続聖夜の贈り物_8章3

「フェリ遅いな~」
「遅いですね~」
スプーンと皿と練乳を前に待ち構える二人、アーサーとマシュー。
フェリシアーノがでがけに買ってきてくれると約束した苺を楽しみに待っている。


「お前ら、可愛いな、おい。」
ケセセっとそれを見て笑いながら思わずつぶやいたギルベルトは次の瞬間、冷やりとした空気を感じて口をつぐんだ。

「ギル、あんたが間違ってもうちのマシューには手を出さないでね?」
笑顔…あくまで笑顔。
ただしその前に怖いがつく。
もちろんそう言うエリザの手には毎度おなじみフライパン。

「お前なぁ…宿の食堂でそんなでかいもん振り回すなよ。
いくら日中人が少ないって言っても迷惑だ。」
と呆れ顔のロヴィーノに、

「何?他への迷惑だけかよ?俺様の身の安全は?!」
と涙目のギルベルト。
フランシスはそれを遠い眼で見ながら合掌する。

「ね、単純な好奇心なんだけどさ…」
一応情報は収集して身の安全は計るべきだ…と、フランシスは一番安全に情報を得られそうなロヴィーノに声をかけた。

「ああ?なんだよ」
「坊ちゃんとギルってさ思い切り出来てたりする?」
とのフランシスの質問に、ロヴィーノはハ~ッと息を吐き出して下を向いた。

「見てわかんねえ?」

「うん、でもほら、お兄さんの船で大陸渡った時はまだ微妙にできてない感があったからさ、いつのまに~ってさ」
まだはっきり肯定はされてないものの、見てわからないか?というのはそういう意味なんだろう…でもそうじゃないといいな…と、一縷の望みをかけて遠まわしに聞いてみたが、ロヴィーノの口からもたらされた現実は非情だった。

「こっちしてしばらくして炎の石手に入れたあたりで手出したらしいぞ」

うわぁ…とフランシスは頭を抱えたくなった。

これ、下手すれば北の国滅亡決定?
なんとかスコットに知らせない手はないものだろうか…でも自分が隠していたのがバレたらさらにやばい。ていうか、聞かない方が利口だったのか……
グルグル頭の中で考えたが、いや、と考え直した。

もし自分が知らなかったとしても、その事実が明らかになったら絶対に責任を追及してくる。うん、カークランドだもん…お兄さん知ってるもん。

ハ~っとため息しか出ない。

大きなため息が聞こえた。あれ?お兄さんじゃないよ?
と、不思議に思ってフランシスが顔を上げると、目の前でムキムキが頭を抱えてため息をついていた。

あれはえ~っと
「ルート…だっけ?どうしたの?」
そこは自称世界のお兄さん。自分の悩みはさておいて、悩める若者に声をかけてみた。

その声に反応して若者、ルートヴィヒは顔を上げるが、フランシスを華麗にスルーして
「エリザ、兄さん、フェリシアーノ遅くないか?」
と見知った二人の方に声をかける。

か、悲しくなんかないよ?お兄さん悲しくなんかないもんっ!

と、ハンカチをかみしめるフランシスをこちらも華麗にスルーして、ギルベルトは食堂にかけてある鳩時計に目をやった。

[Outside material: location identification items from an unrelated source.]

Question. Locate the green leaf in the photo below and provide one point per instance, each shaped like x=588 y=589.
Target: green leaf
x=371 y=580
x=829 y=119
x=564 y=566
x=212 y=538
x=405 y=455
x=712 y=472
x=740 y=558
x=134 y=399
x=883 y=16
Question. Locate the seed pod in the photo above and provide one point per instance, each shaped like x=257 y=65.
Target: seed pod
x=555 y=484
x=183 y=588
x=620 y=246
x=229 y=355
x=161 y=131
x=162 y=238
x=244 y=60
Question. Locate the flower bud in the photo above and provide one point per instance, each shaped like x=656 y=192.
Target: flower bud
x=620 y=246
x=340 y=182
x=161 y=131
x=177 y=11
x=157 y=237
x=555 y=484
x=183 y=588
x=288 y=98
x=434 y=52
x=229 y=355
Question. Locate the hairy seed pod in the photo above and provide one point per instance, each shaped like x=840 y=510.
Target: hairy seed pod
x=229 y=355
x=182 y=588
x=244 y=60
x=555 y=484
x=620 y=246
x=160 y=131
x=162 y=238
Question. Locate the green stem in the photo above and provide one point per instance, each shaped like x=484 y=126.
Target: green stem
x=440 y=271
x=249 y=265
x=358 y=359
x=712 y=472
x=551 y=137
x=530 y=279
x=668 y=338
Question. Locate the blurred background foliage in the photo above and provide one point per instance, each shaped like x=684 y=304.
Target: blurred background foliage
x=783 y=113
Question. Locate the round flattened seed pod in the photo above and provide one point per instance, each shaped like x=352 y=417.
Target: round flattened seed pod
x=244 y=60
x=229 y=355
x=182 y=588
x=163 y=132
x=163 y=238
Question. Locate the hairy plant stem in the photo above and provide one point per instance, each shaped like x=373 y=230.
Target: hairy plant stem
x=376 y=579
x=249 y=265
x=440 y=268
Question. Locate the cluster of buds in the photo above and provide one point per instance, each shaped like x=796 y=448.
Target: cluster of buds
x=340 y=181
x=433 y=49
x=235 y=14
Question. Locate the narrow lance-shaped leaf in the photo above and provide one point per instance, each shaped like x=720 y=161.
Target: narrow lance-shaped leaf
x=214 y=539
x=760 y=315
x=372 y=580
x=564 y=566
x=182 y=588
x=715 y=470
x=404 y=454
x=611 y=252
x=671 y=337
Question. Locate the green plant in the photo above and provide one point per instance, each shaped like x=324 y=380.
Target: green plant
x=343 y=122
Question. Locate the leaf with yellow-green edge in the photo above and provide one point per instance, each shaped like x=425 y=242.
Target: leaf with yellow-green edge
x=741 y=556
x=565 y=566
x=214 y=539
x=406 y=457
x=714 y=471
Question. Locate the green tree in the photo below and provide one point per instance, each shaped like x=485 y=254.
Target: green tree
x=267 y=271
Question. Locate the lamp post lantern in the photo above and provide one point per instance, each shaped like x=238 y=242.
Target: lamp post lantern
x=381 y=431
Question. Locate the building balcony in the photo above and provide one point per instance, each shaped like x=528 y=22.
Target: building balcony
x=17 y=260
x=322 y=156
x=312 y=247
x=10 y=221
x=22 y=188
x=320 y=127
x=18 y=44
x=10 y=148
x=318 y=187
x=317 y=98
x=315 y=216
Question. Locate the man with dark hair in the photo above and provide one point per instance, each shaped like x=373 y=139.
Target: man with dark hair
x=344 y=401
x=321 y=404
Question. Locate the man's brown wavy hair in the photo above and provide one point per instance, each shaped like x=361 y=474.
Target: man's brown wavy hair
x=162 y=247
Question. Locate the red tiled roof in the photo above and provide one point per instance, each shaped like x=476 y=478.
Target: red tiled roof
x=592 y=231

「あ~、そうだなぁ。いつもならもう帰ってもいい頃だよな」
と言うギルベルトの言葉に、アーサーがずっと握っていた先割れスプーンを置いて立ち上がった。

「見に行ってくるっ」
待ちくたびれたらしくそう言って歩を進めかけるアーサーを
「何言ってんだ、お前だけはだめだろっ!」
と、ギルベルトが慌てて止めた。

「なんでとめんだよ?」
「アルト…お前自分が何者だったのか、忘れてんだろ。
おもいっきり狙われてる可能性が高いってわかってるか?」

「あ~、一人で危ないなら僕もついていきます。」
もう一人それを見て先割れスプーン組が立ちあがる。

「や~め~ろ!意味ネエ!マジ二人して誘拐される!!」
と、今度はロヴィーノが慌ててマシューを止めた。

「ん、まあ諸々なくても可愛すぎる男の子二人フラフラしてたら危ないわよね。
てか、あたしが行くわ。ルート、手分けして探すわよ」
とそのやりとりにエリザは立ちあがってルートと共に食堂を出て行った。